The vulnerability CVE-2025-25154 affects the scweber Custom Comment Notifications plugin (<= 1.0.8) and is characterized as a Cross-Site Request Forgery (CSRF) that enables stored Cross-Site Scripting (XSS). An attacker can exploit this by tricking an authenticated user into submitting a crafted request, which leads to malicious script storage and execution within the application context. The CVSS 3.1 base score of 7.1 reflects the network attack vector, low complexity, no privileges required, but requiring user interaction, with impacts on confidentiality, integrity, and availability.
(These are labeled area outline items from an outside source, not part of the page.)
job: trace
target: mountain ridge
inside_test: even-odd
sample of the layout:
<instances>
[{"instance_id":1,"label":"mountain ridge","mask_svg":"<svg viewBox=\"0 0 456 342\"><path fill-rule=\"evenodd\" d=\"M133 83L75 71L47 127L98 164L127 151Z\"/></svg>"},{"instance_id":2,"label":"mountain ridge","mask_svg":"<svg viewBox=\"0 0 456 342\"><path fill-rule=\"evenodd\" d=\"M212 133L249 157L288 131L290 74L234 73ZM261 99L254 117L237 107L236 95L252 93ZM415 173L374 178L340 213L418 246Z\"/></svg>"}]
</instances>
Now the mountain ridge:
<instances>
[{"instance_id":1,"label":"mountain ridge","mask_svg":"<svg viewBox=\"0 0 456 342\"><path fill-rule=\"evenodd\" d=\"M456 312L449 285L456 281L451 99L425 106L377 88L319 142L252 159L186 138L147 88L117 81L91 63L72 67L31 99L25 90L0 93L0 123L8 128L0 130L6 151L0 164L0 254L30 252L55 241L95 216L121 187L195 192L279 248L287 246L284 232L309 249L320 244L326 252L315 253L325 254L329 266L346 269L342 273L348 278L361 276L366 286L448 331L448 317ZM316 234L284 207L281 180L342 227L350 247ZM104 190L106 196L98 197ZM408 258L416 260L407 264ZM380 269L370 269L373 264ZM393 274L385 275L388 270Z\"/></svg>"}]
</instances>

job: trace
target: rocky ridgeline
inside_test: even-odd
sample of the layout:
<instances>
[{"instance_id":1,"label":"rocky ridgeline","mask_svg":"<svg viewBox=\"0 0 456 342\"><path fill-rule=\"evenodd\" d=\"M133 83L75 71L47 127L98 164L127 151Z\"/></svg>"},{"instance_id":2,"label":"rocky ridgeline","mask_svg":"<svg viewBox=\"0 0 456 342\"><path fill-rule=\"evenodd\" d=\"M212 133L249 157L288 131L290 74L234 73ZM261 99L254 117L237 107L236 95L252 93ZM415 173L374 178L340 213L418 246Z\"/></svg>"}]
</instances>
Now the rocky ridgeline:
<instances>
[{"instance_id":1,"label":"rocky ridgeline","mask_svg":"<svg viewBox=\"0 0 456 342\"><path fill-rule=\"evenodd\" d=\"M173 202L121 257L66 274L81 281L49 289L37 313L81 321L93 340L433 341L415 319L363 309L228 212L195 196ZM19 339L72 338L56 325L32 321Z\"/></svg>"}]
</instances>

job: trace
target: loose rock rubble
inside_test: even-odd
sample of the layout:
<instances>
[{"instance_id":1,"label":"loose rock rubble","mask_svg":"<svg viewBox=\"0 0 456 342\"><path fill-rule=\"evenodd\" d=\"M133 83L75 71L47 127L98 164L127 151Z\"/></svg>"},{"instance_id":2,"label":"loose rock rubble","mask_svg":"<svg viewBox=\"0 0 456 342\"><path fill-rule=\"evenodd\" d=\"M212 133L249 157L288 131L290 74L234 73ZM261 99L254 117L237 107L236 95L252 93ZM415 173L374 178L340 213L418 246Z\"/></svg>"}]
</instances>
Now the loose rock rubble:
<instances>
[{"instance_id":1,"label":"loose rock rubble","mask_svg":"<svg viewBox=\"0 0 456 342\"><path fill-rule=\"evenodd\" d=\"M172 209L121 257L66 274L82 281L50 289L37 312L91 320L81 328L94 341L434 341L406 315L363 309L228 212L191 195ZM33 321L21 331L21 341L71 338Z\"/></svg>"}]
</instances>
There is no indication of known exploits in the wild or vendor-provided patches at this time.

Successful exploitation of this vulnerability can lead to stored XSS, allowing attackers to execute arbitrary scripts in the context of affected users. This can compromise user confidentiality, integrity, and availability of the affected system. The CSRF aspect means that attackers can induce authenticated users to perform unwanted actions without their consent. The overall impact is rated high due to the combination of CSRF and stored XSS.

Patch status is not yet confirmed — check the vendor advisory for current remediation guidance. Until an official fix is available, users should consider disabling or limiting the use of the affected Custom Comment Notifications plugin to reduce exposure. Monitoring vendor channels for updates is recommended.